Family of man who fired shots at Duncanville summer camp speaks about mental health issues
A 42-year-old Dallas man who was killed by police after firing shots at a Duncanville youth summer camp on Monday morning was experiencing a mental health episode, his family told news outlets.
Brandon Keith Ned entered the Duncanville Fieldhouse, at 1700 S. Main St., with a handgun shortly before 8:45 a.m. He walked into the facility through the front door and first fired a shot in the lobby of the building after exchanging words with a staff member, police said in a news conference Monday. He then fired another shot at the locked door of a classroom that had children inside, police said.
Ned was fatally shot by responding officers shortly after the incident occurred, but Ned’s family said they wish he was arrested and taken into custody alive. No one else was hurt.
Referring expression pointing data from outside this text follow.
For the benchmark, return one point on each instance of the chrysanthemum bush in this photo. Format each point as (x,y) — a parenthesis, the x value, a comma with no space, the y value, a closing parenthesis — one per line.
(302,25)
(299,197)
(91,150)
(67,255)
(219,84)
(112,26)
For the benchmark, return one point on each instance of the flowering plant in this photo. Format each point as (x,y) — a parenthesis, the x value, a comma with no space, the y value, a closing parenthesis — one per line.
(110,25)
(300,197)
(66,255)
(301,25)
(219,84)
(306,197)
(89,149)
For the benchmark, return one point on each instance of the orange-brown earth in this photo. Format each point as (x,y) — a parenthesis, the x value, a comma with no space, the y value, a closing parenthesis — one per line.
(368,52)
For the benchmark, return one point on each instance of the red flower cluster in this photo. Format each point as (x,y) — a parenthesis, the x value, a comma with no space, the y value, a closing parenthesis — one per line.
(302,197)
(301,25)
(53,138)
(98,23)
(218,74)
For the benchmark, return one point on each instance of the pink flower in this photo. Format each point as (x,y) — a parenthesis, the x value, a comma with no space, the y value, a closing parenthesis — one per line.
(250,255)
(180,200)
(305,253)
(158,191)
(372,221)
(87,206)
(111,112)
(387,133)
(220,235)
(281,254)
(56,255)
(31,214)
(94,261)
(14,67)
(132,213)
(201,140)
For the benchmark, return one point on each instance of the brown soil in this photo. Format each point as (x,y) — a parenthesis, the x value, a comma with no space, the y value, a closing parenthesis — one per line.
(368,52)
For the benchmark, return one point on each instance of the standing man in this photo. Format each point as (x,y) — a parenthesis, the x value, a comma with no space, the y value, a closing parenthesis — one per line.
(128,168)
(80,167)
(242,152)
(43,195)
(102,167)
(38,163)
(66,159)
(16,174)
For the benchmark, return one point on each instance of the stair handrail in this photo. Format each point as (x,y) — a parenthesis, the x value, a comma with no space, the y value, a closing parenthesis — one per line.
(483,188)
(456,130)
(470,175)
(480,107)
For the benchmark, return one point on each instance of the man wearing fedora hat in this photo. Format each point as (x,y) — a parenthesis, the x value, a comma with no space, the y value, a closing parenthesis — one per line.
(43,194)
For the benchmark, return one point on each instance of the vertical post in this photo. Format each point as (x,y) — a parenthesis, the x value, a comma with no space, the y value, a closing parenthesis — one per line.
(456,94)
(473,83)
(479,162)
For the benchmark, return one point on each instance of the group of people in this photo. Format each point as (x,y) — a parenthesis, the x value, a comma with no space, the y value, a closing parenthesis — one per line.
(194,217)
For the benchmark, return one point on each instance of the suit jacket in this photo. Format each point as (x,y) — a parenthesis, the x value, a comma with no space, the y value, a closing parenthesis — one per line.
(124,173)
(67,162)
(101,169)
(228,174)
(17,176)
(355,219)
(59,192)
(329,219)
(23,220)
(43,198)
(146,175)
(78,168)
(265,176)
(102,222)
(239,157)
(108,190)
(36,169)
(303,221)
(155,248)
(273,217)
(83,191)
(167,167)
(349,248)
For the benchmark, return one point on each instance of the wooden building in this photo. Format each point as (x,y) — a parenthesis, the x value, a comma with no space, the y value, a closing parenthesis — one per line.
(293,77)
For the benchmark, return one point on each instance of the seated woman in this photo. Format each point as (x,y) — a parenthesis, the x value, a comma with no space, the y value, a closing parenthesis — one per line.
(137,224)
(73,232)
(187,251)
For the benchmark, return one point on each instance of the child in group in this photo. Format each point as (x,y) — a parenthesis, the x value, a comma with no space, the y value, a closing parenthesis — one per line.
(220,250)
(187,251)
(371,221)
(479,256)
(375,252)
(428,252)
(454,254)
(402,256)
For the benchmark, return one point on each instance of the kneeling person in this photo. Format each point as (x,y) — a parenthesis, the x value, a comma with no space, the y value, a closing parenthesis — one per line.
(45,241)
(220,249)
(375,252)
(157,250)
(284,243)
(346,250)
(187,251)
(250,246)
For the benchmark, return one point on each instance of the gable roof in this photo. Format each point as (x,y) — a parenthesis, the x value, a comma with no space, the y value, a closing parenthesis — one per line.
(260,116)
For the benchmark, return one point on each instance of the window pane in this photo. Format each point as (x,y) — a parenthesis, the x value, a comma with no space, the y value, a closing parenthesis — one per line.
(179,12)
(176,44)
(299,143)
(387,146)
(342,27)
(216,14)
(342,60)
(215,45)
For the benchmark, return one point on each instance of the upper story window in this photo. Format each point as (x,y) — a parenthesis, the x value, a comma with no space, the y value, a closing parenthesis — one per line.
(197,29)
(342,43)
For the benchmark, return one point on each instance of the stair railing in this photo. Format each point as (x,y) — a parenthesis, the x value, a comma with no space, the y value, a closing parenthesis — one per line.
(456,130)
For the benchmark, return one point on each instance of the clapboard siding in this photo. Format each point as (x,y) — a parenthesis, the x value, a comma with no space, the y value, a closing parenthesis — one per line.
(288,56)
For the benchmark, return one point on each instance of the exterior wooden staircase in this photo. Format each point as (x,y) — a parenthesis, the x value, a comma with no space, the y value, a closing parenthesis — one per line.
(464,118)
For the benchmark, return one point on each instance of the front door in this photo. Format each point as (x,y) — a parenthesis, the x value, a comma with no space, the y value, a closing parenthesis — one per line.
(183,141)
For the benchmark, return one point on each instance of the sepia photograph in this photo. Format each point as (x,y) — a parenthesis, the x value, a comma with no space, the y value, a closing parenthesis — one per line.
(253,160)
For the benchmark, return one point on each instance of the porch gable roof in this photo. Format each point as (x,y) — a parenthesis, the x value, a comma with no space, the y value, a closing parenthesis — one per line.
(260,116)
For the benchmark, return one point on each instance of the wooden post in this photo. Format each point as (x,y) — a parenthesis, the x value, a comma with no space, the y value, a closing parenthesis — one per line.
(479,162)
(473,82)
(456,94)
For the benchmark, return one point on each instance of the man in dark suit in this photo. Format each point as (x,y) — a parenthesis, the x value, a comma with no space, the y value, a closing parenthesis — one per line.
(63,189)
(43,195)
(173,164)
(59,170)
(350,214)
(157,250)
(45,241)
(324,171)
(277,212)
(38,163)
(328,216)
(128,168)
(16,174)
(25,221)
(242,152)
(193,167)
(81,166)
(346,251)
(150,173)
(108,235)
“My husband was bipolar. He was having an episode. He has an episode every three years, but he’s never hurt anyone,” Brandon Ned’s wife, LaQuitha Ned, told Star-Telegram media partner WFAA-TV. “I’m so glad nobody was hurt at the fieldhouse, but I wish they would have allowed my husband to come back home to me so that I could get him some help.”
LaQuitha Ned added that her husband’s paranoia episodes made him feel like he had to “protect his family,” and that the 42-year-old had taken a gun that belonged to her.
“I didn’t know he had the gun at that time,” LaQuitha Ned told WFAA-TV. “He’s not supposed to own a gun. I own a gun. It stays in a lock box with the key hidden.”
LaQuitha Ned had just gotten off FaceTime with her husband minutes before the shooting, she said. He was planning on coming home after tagging along with a friend to drop her children off at the Duncanville camp. She believes her husband went into the fieldhouse after the friend took too long inside and he wanted to know where she was.
“I feel like if he’d went in to hurt someone, someone would’ve been hurt,” LaQuitha Ned said. “No one was hurt except my husband.”
Brandon Ned’s brother DeWayne also told news outlets that he had spoken to his brother earlier in the day and was relieved he was with a friend. DeWayne Ned also said that he doesn’t believe his brother intended to hurt anyone.
“I want to apologize to everyone at the fieldhouse, everyone that was involved,” DeWayne Ned told KXAS-TV. “But I just want to let you know that he was never there purposefully and intentionally to hurt anyone.”